Framed by the existing Cartesian grids of the gallery

Transpositional Practice

Installation at the Architectural Association

Bedford Square - Nov- Dec 2005

 

'The brain is a biological forecasting machine. It follows that its pleasure consists in taking gambles. And it can only gamble on a reality in motion, ever changing. Shape, even motionless shape, is an opportunity for mind shifts, for imaginative changes in direction, which criminal architects would prevent us from enjoying.' Alain Berthoz

Without an established micro-identity to call on, perception is thrown into an intensive response to raw sensory stimulus. Poised on the threshold of the corridor we hesitate as we project a future path through this space and anticipate its outcome. The unfamiliar presents itself as both a threat and an opportunity on this first encounter.
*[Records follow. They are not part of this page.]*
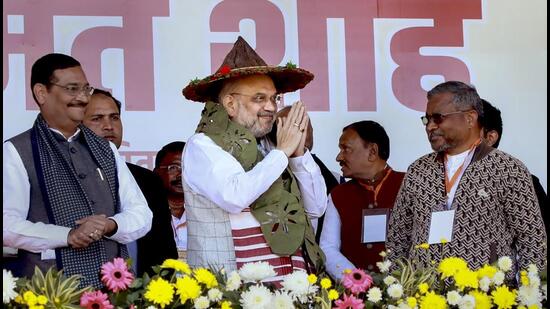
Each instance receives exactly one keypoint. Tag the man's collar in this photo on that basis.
(71, 138)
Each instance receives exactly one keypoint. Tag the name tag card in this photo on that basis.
(441, 226)
(375, 222)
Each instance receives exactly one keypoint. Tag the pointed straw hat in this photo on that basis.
(242, 61)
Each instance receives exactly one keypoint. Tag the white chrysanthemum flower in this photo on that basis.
(467, 302)
(484, 284)
(257, 296)
(258, 271)
(298, 286)
(282, 300)
(532, 268)
(504, 263)
(233, 281)
(395, 290)
(389, 280)
(498, 278)
(528, 296)
(8, 283)
(296, 282)
(453, 298)
(384, 266)
(534, 280)
(202, 302)
(374, 295)
(215, 295)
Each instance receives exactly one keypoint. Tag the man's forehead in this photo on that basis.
(441, 100)
(73, 75)
(256, 83)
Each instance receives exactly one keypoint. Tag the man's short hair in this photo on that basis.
(168, 148)
(372, 132)
(492, 120)
(464, 96)
(109, 95)
(42, 70)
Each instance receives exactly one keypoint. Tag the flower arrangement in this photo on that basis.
(449, 284)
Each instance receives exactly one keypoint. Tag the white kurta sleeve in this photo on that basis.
(217, 175)
(135, 218)
(330, 243)
(311, 183)
(17, 231)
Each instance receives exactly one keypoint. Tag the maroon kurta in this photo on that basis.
(350, 199)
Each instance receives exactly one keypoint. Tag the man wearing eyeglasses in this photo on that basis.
(466, 199)
(69, 200)
(168, 167)
(103, 117)
(246, 199)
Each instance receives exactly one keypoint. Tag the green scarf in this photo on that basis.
(279, 210)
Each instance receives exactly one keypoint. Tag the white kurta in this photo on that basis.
(215, 174)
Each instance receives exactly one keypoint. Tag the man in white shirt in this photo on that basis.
(65, 188)
(247, 200)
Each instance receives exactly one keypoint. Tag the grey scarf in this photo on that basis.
(66, 201)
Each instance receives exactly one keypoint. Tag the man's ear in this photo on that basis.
(230, 105)
(40, 92)
(491, 137)
(471, 118)
(373, 151)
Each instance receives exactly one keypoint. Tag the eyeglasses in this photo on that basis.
(438, 118)
(262, 98)
(75, 90)
(172, 169)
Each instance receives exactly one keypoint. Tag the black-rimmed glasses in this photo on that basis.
(261, 98)
(75, 90)
(438, 118)
(172, 169)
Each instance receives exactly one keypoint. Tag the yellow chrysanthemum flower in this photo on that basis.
(160, 292)
(433, 301)
(187, 288)
(411, 301)
(450, 266)
(503, 297)
(466, 279)
(333, 294)
(204, 276)
(483, 301)
(29, 298)
(42, 300)
(423, 288)
(177, 265)
(326, 283)
(486, 271)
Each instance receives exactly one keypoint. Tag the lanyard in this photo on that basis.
(449, 183)
(376, 189)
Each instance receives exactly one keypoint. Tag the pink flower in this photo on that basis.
(115, 275)
(95, 300)
(349, 302)
(356, 281)
(224, 70)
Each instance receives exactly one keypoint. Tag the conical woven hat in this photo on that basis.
(242, 60)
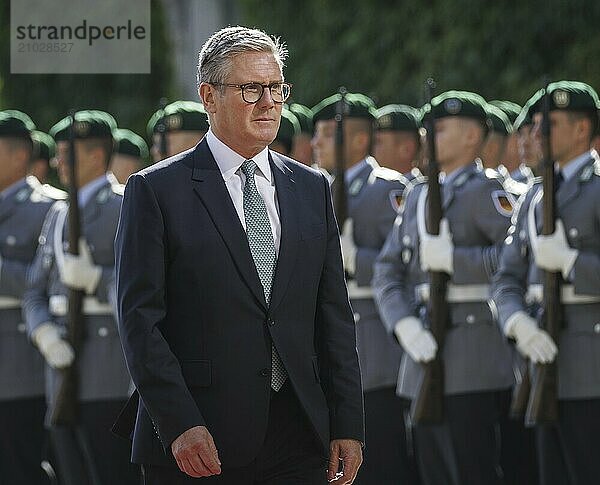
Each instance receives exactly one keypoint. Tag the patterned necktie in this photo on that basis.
(262, 248)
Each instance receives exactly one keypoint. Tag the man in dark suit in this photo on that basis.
(233, 311)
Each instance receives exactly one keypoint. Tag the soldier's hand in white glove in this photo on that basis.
(348, 247)
(437, 252)
(57, 351)
(553, 252)
(533, 342)
(80, 272)
(417, 341)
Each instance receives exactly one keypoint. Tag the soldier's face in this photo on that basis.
(247, 128)
(323, 143)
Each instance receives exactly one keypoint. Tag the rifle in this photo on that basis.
(338, 187)
(543, 398)
(161, 129)
(65, 410)
(427, 406)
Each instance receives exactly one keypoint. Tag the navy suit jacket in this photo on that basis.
(193, 320)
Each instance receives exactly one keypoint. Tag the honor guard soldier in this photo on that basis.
(510, 160)
(476, 358)
(529, 150)
(130, 154)
(289, 127)
(43, 152)
(397, 140)
(573, 250)
(177, 127)
(373, 197)
(24, 203)
(301, 148)
(102, 378)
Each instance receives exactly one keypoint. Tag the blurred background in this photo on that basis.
(385, 49)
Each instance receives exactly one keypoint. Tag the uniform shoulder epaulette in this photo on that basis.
(53, 192)
(387, 173)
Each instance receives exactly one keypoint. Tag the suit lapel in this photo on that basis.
(290, 233)
(209, 186)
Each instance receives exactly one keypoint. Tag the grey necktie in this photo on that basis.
(262, 247)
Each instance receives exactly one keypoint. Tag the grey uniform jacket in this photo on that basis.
(21, 217)
(578, 205)
(476, 357)
(101, 364)
(373, 197)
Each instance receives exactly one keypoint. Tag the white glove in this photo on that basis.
(415, 339)
(532, 342)
(79, 272)
(57, 351)
(553, 252)
(437, 252)
(348, 247)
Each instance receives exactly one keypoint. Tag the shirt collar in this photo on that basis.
(85, 193)
(12, 189)
(572, 167)
(229, 161)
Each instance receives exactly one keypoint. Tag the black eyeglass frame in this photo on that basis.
(243, 87)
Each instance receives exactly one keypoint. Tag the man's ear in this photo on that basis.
(207, 96)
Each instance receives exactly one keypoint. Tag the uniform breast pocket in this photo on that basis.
(313, 231)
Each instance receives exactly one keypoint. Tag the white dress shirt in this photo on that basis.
(229, 163)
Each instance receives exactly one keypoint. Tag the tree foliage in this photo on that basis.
(384, 48)
(130, 98)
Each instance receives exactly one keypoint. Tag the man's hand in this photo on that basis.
(57, 351)
(553, 252)
(196, 453)
(350, 452)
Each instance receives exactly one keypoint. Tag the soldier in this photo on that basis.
(43, 151)
(529, 150)
(476, 359)
(184, 124)
(397, 140)
(129, 154)
(103, 380)
(372, 194)
(494, 148)
(301, 148)
(289, 127)
(24, 203)
(573, 251)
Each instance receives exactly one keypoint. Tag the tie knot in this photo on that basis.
(249, 167)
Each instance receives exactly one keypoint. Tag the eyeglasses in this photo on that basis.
(252, 92)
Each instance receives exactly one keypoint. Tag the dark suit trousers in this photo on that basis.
(568, 452)
(290, 454)
(21, 441)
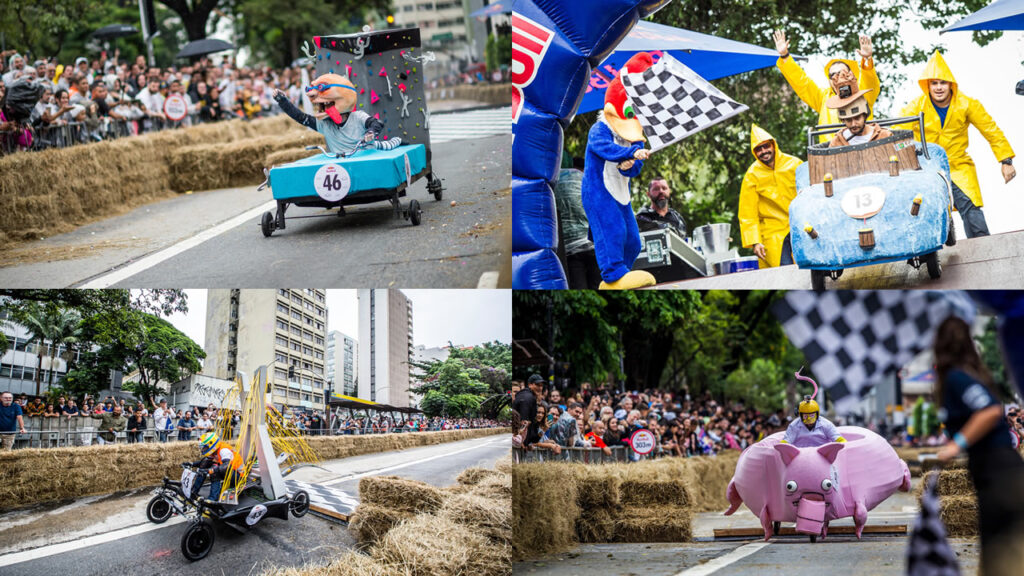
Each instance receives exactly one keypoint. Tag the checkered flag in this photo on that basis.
(928, 552)
(852, 338)
(672, 101)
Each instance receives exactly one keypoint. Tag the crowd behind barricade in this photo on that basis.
(596, 424)
(108, 97)
(37, 422)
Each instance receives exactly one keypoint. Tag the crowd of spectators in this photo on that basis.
(110, 97)
(603, 418)
(167, 423)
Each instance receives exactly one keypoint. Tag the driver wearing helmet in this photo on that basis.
(216, 457)
(810, 429)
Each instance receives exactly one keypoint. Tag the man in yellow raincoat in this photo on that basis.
(769, 186)
(947, 115)
(836, 71)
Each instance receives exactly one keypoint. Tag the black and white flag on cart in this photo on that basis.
(672, 101)
(852, 338)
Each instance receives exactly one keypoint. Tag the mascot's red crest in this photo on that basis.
(617, 110)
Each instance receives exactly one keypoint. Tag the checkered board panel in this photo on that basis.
(672, 101)
(853, 338)
(333, 501)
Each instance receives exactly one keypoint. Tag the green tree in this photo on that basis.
(275, 29)
(450, 388)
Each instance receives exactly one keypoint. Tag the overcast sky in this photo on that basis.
(987, 74)
(464, 317)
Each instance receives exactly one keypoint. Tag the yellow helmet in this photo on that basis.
(808, 406)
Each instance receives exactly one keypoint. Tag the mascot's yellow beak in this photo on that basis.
(629, 129)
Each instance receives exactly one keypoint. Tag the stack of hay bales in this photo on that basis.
(414, 529)
(557, 504)
(56, 190)
(957, 503)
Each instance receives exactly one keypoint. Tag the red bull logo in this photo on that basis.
(529, 43)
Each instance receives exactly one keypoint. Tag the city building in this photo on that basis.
(20, 361)
(342, 366)
(284, 329)
(386, 342)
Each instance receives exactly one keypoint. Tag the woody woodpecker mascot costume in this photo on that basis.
(614, 155)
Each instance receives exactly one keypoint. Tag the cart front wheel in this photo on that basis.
(818, 280)
(198, 540)
(159, 509)
(934, 265)
(414, 211)
(266, 224)
(299, 504)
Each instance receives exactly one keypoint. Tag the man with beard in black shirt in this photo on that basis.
(657, 214)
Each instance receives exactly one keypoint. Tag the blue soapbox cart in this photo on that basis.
(387, 70)
(883, 201)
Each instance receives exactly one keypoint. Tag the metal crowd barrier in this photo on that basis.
(581, 455)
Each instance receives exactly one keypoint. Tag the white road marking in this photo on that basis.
(487, 280)
(411, 462)
(43, 551)
(146, 262)
(723, 561)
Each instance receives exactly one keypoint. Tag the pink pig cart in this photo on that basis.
(813, 486)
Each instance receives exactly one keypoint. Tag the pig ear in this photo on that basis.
(830, 450)
(787, 451)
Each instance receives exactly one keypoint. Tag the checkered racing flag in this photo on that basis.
(928, 552)
(672, 101)
(852, 338)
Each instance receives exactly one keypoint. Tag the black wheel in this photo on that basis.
(266, 224)
(414, 212)
(198, 540)
(818, 280)
(159, 509)
(299, 504)
(434, 187)
(934, 265)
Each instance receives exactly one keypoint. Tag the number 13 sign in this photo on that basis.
(863, 202)
(332, 182)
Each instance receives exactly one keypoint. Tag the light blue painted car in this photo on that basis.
(825, 232)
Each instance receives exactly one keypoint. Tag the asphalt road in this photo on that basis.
(120, 519)
(212, 239)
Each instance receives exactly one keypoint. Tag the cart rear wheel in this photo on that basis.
(198, 540)
(934, 265)
(299, 504)
(159, 509)
(818, 280)
(266, 224)
(414, 211)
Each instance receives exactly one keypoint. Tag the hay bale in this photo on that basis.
(596, 525)
(399, 494)
(488, 517)
(960, 513)
(640, 492)
(435, 545)
(662, 524)
(544, 508)
(371, 522)
(348, 564)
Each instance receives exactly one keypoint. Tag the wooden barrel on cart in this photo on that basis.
(865, 158)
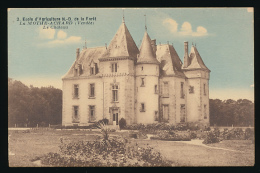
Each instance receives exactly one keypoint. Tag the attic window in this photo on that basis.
(191, 89)
(92, 71)
(75, 72)
(80, 69)
(114, 67)
(142, 82)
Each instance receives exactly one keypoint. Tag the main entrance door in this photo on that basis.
(115, 116)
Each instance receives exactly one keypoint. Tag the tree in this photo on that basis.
(33, 105)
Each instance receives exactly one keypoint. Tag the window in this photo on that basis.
(115, 93)
(165, 89)
(80, 69)
(142, 82)
(76, 91)
(92, 90)
(204, 88)
(92, 114)
(191, 89)
(205, 111)
(155, 89)
(166, 112)
(75, 118)
(75, 72)
(114, 67)
(182, 90)
(156, 118)
(182, 114)
(142, 109)
(92, 71)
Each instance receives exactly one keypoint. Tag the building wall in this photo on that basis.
(197, 99)
(124, 78)
(146, 94)
(83, 101)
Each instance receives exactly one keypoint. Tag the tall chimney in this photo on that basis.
(153, 43)
(186, 55)
(77, 53)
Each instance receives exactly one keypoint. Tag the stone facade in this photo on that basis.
(146, 85)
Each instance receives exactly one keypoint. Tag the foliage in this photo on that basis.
(150, 128)
(231, 112)
(216, 131)
(193, 135)
(211, 138)
(182, 127)
(32, 105)
(108, 151)
(171, 136)
(237, 134)
(122, 123)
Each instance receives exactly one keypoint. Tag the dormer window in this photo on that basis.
(114, 67)
(191, 89)
(75, 72)
(142, 82)
(92, 70)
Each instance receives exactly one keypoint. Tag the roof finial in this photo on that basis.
(123, 17)
(145, 22)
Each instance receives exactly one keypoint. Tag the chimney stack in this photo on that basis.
(186, 55)
(77, 53)
(153, 43)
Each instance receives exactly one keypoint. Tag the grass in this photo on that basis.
(27, 146)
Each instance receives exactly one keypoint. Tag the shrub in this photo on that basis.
(249, 134)
(182, 127)
(216, 131)
(193, 135)
(211, 138)
(106, 152)
(171, 136)
(122, 123)
(207, 128)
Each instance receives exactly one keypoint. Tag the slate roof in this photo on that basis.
(147, 55)
(196, 61)
(86, 56)
(122, 44)
(170, 61)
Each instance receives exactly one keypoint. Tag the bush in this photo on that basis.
(105, 152)
(122, 123)
(193, 135)
(249, 134)
(211, 138)
(171, 136)
(182, 127)
(216, 131)
(207, 128)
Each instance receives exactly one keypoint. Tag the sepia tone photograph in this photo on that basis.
(131, 87)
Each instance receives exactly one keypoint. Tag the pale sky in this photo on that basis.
(223, 36)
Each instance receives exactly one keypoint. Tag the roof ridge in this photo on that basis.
(147, 55)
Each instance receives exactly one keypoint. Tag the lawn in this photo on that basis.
(24, 146)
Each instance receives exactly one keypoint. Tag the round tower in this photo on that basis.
(147, 83)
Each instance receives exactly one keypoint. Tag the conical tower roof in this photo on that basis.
(196, 60)
(147, 55)
(122, 44)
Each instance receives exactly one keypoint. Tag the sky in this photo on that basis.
(39, 55)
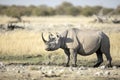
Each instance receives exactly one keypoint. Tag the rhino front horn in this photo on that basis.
(43, 38)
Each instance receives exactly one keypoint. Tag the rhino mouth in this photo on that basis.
(48, 49)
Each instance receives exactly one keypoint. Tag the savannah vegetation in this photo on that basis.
(64, 8)
(27, 47)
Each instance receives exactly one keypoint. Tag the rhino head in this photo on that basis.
(53, 43)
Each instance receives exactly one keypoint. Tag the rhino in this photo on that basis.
(84, 42)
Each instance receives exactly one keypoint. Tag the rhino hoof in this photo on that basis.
(74, 65)
(66, 65)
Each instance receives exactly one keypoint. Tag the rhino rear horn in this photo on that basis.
(43, 38)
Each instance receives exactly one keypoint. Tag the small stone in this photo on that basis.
(99, 73)
(107, 73)
(114, 67)
(18, 71)
(82, 68)
(102, 67)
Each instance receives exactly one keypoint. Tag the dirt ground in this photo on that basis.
(43, 72)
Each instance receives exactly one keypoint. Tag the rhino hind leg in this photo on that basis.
(68, 57)
(99, 57)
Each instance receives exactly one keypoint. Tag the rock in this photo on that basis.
(99, 73)
(102, 67)
(82, 68)
(114, 67)
(106, 73)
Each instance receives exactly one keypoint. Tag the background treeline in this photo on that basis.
(65, 8)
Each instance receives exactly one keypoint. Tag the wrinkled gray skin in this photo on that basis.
(84, 42)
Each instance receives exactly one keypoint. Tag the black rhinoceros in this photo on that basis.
(84, 42)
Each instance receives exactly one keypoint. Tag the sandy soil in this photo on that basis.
(43, 72)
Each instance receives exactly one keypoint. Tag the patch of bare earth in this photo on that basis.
(42, 72)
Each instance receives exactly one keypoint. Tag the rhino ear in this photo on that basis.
(51, 36)
(58, 35)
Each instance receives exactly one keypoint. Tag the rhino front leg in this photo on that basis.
(99, 57)
(68, 57)
(74, 55)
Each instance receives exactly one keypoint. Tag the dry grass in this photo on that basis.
(24, 42)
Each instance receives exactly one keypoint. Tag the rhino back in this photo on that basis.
(85, 42)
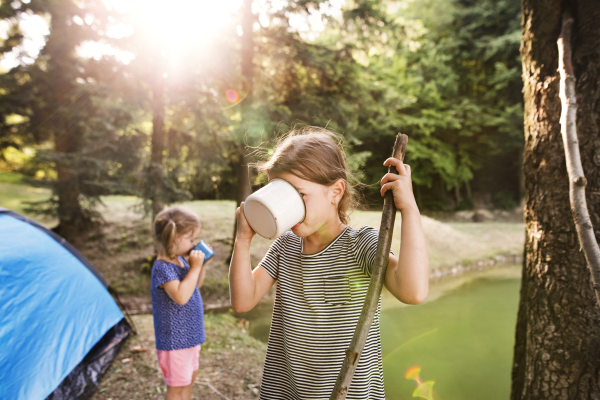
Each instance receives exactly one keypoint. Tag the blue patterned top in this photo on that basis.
(175, 327)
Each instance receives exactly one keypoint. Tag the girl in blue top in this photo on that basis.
(176, 302)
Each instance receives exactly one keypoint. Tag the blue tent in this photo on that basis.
(59, 326)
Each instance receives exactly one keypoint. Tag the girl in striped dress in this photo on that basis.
(322, 268)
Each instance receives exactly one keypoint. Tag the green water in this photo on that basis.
(463, 341)
(462, 337)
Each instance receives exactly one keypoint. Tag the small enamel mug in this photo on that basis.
(274, 209)
(203, 247)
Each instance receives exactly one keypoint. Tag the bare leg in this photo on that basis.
(187, 392)
(175, 392)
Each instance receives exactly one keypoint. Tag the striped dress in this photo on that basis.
(318, 301)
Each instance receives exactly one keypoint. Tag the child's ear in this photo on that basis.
(337, 190)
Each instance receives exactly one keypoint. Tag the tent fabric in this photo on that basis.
(54, 309)
(84, 379)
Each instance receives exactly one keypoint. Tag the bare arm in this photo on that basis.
(181, 291)
(246, 287)
(407, 277)
(203, 273)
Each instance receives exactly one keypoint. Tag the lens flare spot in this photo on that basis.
(424, 390)
(232, 96)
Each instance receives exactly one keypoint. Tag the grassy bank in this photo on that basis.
(122, 249)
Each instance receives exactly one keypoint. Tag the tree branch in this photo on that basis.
(379, 268)
(577, 180)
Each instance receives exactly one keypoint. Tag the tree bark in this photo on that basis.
(158, 143)
(557, 349)
(67, 133)
(244, 182)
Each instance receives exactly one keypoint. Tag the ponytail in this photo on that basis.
(170, 223)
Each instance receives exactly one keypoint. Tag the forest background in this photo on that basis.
(170, 100)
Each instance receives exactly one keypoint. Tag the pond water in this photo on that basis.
(462, 337)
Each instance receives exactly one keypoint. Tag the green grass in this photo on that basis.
(447, 243)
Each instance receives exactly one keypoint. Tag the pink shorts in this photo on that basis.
(178, 366)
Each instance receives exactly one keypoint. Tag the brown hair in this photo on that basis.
(317, 155)
(170, 223)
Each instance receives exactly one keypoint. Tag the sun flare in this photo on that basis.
(184, 20)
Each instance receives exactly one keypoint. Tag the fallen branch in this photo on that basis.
(577, 181)
(365, 320)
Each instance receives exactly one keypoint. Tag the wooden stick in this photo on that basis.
(379, 268)
(577, 181)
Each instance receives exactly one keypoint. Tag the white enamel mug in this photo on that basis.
(274, 208)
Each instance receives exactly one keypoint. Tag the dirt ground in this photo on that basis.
(231, 364)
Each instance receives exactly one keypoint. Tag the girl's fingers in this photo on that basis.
(389, 177)
(386, 187)
(396, 163)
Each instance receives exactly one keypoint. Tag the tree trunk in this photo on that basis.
(67, 135)
(557, 350)
(244, 182)
(158, 143)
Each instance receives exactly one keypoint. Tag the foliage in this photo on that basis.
(445, 72)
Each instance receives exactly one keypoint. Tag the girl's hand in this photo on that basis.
(196, 259)
(244, 232)
(400, 184)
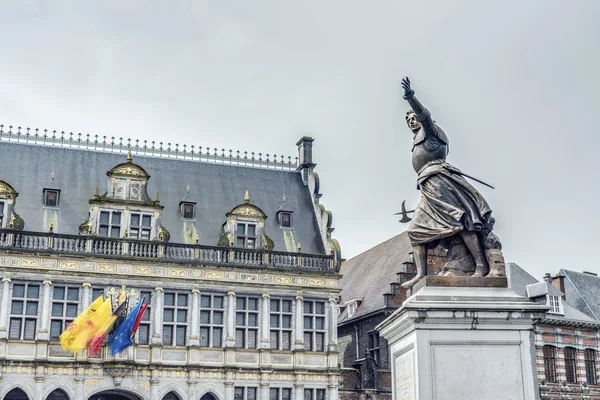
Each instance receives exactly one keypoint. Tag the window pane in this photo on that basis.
(58, 293)
(57, 309)
(205, 317)
(33, 292)
(55, 329)
(29, 333)
(217, 317)
(73, 294)
(71, 310)
(217, 336)
(218, 302)
(168, 315)
(169, 299)
(15, 328)
(16, 308)
(104, 217)
(204, 338)
(31, 308)
(181, 316)
(180, 336)
(168, 335)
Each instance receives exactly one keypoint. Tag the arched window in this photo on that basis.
(571, 364)
(550, 363)
(57, 394)
(16, 394)
(590, 366)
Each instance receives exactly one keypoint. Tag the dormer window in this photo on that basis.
(555, 305)
(51, 197)
(246, 235)
(140, 226)
(188, 210)
(110, 224)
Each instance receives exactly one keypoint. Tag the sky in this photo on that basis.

If we cross the threshold into this space we then open ourselves to the pleasures of the ‘mind shifts' and ‘imaginative changes in direction' that it offers. We begin to self-shape those sensorimotor patterns and micro-identities that allow us to respond to the space's rhythms, repetitions and reversals. Gradually, through the criss-cross of brain, body and environment, we establish a meshwork that joins neural and architectural topologies within a singular kinaesthetic dimension; resistance breaks down as experience opens up.